Tout n’est pas rose pour le Stade Toulousain, qui s’est vu infliger une lourde amende par la commission de discipline de la Ligue nationale de rugby. Les quadruples Champions de France en titre sont notamment coupables d’avoir dépassé les limites fixées du salary-cap sur la période allant de 2021 à 2025.

Les supporters fêtent encore le quatrième Bouclier de Brennus, remporté par leur équipe le 27 juin dernier contre Montpellier (28-20). Mais ce n’est pas vraiment la joie du côté des dirigeants, qui ont écopé d’une amende record de 2,88M€ pour plusieurs infractions du règlement mis en place par la LNR, afin d’encadrer les budgets et masses salariales des clubs du Top 14.
« J'attendrais de mon équipe qu'elle remporte absolument tous les trophées possibles »
Depuis le 3 juillet dernier, date du verdict de la commission de discipline de la LNR, cette affaire fait énormément parler en France. Mais c’est également le cas à l’étranger, avec Chris Ashton qui a été invité à réagir sur la sanction infligée au Stade Toulousain. « Les sommes évoquées paraissent gigantesques à l'échelle du rugby. Si j'étais propriétaire d'un club et que ces chiffres étaient exacts, j'attendrais de mon équipe qu'elle remporte absolument tous les trophées possibles. Nous avons vu ce qui est arrivé à plusieurs clubs anglais.
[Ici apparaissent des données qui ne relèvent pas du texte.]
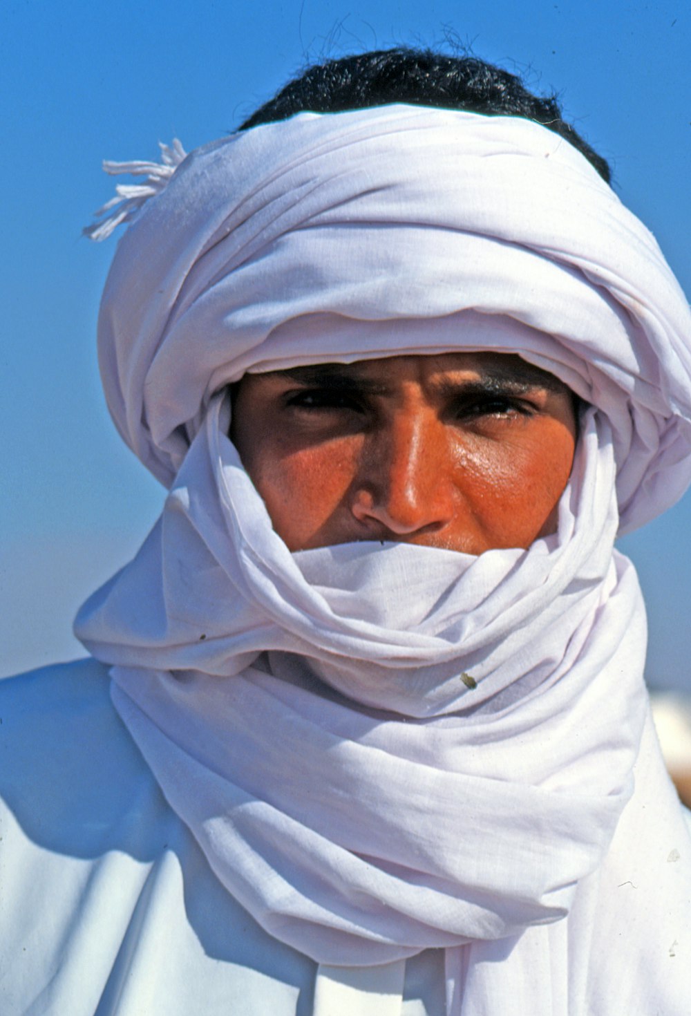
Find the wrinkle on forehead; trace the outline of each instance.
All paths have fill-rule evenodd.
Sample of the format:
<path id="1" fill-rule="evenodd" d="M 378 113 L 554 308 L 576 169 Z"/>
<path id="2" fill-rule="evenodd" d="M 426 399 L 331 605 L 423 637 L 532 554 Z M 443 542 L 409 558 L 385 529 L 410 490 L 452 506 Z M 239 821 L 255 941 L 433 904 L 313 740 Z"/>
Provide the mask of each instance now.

Le modèle doit rester viable sur le long terme » a expliqué l’ancien international anglais, à Casino.org.
« Malheureusement, la reconstruction financière signifie aussi que certains joueurs gagnent moins qu'auparavant »
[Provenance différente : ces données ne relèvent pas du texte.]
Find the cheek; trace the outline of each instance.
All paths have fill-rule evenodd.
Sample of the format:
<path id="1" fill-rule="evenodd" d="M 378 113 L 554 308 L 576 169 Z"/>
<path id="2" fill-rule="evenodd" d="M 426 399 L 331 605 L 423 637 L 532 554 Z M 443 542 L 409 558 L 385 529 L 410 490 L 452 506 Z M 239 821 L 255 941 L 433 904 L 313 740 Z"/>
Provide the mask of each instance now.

« Nous devons proposer une compétition dans laquelle les investisseurs ont envie de s'engager, qui inspire confiance et qui ne donne pas l'impression d'être constamment menacée par des dépenses excessives » a poursuivi Chris Ashton, connu en France pour avoir porté le maillot du RCT sur la saison 2017/2018. « Malheureusement, la reconstruction financière signifie aussi que certains joueurs gagnent moins qu'auparavant, ou que les joueurs de rotation sont davantage pénalisés parce que les effectifs sont moins étoffés. C'est injuste pour eux, mais il faut bien faire des choix quelque part ».